= Indiana Journal of Global Legal Studies =

Law journal
The Indiana Journal of Global Legal Studies (IJGLS) is a peer-reviewed law journal published twice a year by Indiana University Press in partnership with the Indiana University Maurer School of Law. Founded in 1993, the journal covers international law, globalization, and the intersection of legal systems with economics, politics, and culture. It is indexed in Scopus, JSTOR, Project MUSE, and HeinOnline.

== History ==

Alfred C. Aman Jr., then dean of Indiana University's law school, and Jost Delbruck co-founded the journal in 1992, with the first issue appearing in 1993. Aman wanted a venue for scholars from different disciplines to tackle legal problems that crossed national borders, at a time when "globalization" had not yet entered the mainstream vocabulary. The inaugural issue grew out of a March 1993 conference titled "The Globalization of Law, Politics, and Markets: New Perspectives on Domestic Law Reform," held at the law school as part of Indiana University's sesquicentennial celebrations.

The IJGLS is student-ran. A team of 2L and 3L law students work together to produce the journal. Students handle editing and production, while faculty sit on the editorial board and peer-review outside submissions. Journal members are selected to join the IJGLS after completing a traditional journal write-on process following the conclusion of a student's first year. The journal combines domestic, international, and comparative law and draws on economics, political science, philosophy, anthropology, and other fields.

The journal has hosted annual symposia since its early years, often at the Maurer School of Law. In March 2017, IJGLS held a two-day event in Baier Hall's Moot Court Room marking 25 years of publication. Its January 2025 symposium examined the role of lawyers in countries experiencing democratic decline.

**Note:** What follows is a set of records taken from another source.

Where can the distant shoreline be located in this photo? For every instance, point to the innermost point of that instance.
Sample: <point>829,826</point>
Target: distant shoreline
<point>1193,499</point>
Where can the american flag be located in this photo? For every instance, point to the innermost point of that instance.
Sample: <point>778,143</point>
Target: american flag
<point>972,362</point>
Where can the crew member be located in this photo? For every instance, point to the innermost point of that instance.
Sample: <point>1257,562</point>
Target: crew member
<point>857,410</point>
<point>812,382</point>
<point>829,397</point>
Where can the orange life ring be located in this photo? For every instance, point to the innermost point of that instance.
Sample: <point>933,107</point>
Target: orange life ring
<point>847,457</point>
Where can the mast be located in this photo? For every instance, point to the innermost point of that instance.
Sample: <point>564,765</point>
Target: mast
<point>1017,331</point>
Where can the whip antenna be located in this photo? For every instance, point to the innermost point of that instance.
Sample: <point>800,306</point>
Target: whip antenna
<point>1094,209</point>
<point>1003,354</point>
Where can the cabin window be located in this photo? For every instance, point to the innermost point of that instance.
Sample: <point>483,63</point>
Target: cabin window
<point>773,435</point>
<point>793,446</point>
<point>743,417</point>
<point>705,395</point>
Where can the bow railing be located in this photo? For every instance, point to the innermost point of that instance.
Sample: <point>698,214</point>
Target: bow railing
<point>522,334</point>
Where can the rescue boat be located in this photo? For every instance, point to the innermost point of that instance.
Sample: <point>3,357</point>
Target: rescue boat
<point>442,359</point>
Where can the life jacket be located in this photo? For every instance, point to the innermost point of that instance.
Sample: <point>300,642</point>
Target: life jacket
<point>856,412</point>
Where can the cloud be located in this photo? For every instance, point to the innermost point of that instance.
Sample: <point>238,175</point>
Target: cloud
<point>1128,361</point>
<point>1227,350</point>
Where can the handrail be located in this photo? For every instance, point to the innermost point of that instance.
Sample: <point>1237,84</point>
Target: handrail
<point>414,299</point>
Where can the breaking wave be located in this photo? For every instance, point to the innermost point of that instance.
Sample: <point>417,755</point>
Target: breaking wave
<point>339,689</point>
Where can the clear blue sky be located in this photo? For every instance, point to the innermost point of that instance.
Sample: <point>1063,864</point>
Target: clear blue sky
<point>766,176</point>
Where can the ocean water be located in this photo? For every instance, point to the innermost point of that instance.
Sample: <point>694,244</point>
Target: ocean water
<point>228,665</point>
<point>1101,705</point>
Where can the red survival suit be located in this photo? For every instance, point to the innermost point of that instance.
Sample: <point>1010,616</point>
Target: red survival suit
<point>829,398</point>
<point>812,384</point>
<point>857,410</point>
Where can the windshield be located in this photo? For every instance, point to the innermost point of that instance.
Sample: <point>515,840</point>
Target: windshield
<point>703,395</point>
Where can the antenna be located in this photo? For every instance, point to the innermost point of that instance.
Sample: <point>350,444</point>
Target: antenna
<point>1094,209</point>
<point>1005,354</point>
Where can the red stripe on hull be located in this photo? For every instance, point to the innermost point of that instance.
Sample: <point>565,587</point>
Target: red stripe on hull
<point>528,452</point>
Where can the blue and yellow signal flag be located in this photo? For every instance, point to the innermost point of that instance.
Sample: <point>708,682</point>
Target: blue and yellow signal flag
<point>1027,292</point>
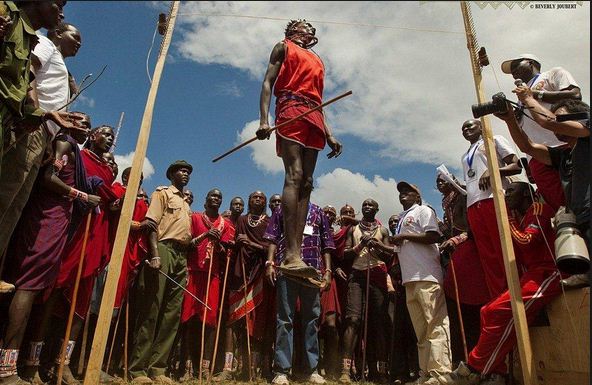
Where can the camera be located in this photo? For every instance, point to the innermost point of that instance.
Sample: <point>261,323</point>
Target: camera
<point>498,104</point>
<point>571,253</point>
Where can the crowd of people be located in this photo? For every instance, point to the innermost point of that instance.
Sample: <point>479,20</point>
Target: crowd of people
<point>296,292</point>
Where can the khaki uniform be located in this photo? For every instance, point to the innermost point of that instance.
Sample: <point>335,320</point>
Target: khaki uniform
<point>20,165</point>
<point>158,299</point>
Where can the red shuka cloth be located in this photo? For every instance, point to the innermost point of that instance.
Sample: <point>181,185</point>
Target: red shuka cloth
<point>98,247</point>
<point>198,263</point>
<point>136,249</point>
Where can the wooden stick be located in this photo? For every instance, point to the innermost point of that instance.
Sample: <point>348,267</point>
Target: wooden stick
<point>283,124</point>
<point>213,365</point>
<point>125,341</point>
<point>520,322</point>
<point>460,320</point>
<point>247,320</point>
<point>113,341</point>
<point>366,322</point>
<point>203,323</point>
<point>93,370</point>
<point>84,342</point>
<point>74,299</point>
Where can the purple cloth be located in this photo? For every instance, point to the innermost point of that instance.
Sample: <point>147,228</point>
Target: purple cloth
<point>313,245</point>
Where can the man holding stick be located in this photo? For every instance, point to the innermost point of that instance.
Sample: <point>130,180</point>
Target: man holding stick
<point>297,77</point>
<point>159,301</point>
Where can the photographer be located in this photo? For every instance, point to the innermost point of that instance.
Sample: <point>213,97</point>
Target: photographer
<point>548,87</point>
<point>572,162</point>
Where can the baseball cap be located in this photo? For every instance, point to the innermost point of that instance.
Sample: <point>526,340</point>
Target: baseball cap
<point>507,65</point>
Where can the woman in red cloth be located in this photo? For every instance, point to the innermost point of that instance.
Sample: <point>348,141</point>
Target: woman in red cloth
<point>212,234</point>
<point>297,75</point>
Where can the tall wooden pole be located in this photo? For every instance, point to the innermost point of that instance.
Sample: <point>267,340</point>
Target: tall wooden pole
<point>104,321</point>
<point>520,323</point>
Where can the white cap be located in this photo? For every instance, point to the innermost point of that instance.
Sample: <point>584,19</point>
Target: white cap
<point>507,65</point>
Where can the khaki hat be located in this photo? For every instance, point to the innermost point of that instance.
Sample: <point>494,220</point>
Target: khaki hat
<point>177,165</point>
<point>507,65</point>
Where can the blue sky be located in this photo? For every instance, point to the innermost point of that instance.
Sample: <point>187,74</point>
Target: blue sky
<point>412,87</point>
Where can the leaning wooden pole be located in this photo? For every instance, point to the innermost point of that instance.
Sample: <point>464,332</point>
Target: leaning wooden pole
<point>520,323</point>
<point>106,310</point>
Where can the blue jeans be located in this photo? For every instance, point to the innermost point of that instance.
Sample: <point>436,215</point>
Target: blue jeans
<point>310,309</point>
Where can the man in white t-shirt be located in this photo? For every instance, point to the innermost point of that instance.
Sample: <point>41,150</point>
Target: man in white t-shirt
<point>548,87</point>
<point>480,208</point>
<point>419,257</point>
<point>52,81</point>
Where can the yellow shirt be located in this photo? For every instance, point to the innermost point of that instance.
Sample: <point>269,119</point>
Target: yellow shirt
<point>172,214</point>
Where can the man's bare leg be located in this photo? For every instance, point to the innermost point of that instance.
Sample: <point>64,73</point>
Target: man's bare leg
<point>297,161</point>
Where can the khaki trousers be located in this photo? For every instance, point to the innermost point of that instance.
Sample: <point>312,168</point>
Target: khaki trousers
<point>427,308</point>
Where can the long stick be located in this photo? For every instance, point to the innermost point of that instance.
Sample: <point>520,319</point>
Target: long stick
<point>74,299</point>
<point>84,342</point>
<point>125,341</point>
<point>105,313</point>
<point>520,322</point>
<point>247,320</point>
<point>460,320</point>
<point>113,341</point>
<point>366,322</point>
<point>283,124</point>
<point>203,323</point>
<point>213,365</point>
<point>180,286</point>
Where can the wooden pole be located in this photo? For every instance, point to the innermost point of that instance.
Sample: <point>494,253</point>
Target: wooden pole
<point>247,320</point>
<point>458,309</point>
<point>213,365</point>
<point>203,321</point>
<point>510,266</point>
<point>82,357</point>
<point>74,299</point>
<point>106,310</point>
<point>283,124</point>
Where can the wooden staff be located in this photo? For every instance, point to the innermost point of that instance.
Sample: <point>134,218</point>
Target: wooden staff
<point>125,341</point>
<point>97,353</point>
<point>84,342</point>
<point>460,320</point>
<point>113,341</point>
<point>283,124</point>
<point>213,364</point>
<point>366,320</point>
<point>203,323</point>
<point>247,320</point>
<point>518,312</point>
<point>74,298</point>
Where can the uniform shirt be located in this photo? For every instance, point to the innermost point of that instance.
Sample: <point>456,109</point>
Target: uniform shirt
<point>14,67</point>
<point>479,166</point>
<point>419,262</point>
<point>317,237</point>
<point>172,214</point>
<point>556,79</point>
<point>51,79</point>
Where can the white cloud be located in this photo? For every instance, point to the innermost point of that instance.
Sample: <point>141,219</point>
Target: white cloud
<point>412,88</point>
<point>262,151</point>
<point>342,186</point>
<point>125,161</point>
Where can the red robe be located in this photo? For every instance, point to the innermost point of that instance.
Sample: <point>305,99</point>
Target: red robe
<point>198,264</point>
<point>136,249</point>
<point>98,248</point>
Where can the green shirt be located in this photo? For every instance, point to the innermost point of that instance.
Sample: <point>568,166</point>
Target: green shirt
<point>15,61</point>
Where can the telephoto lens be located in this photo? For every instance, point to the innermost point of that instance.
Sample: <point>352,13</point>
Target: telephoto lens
<point>571,253</point>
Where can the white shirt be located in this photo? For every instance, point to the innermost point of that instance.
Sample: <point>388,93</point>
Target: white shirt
<point>556,79</point>
<point>477,154</point>
<point>53,89</point>
<point>419,262</point>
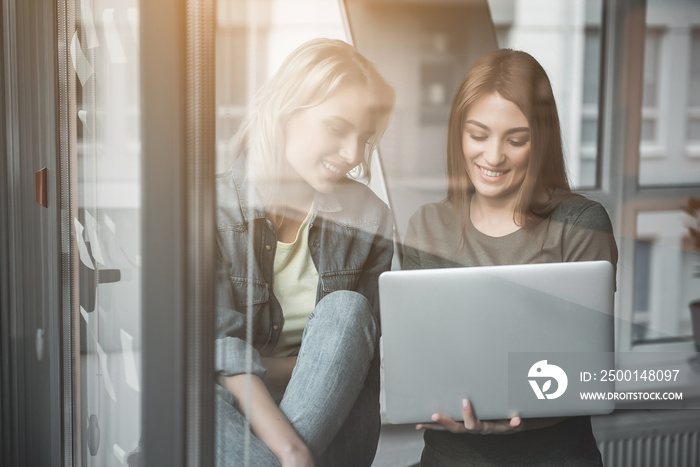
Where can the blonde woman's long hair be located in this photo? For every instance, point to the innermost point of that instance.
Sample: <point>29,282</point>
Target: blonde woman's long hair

== Indexing and rankings ==

IJGLS appears in several major academic databases and ranking systems. The Washington and Lee University School of Law law journal rankings, which derives its data from Westlaw citation data, placed IJGLS tied for 21st among comparative and international law journals by total cites in 2006.

A 2016 analysis on EJIL: Talk!, the blog of the European Journal of International Law, noted that the journal's ranking varied significantly depending on which metric was used: 16th among international law journals by Google Scholar metrics, 38th by raw citation count in the Washington and Lee data, and 61st by impact factor.

According to SCImago Journal Rank, the journal holds a Q3 quartile classification with an SJR of 0.192. Resurchify reports an h-index of 19.

The journal's content becomes freely available three years after publication.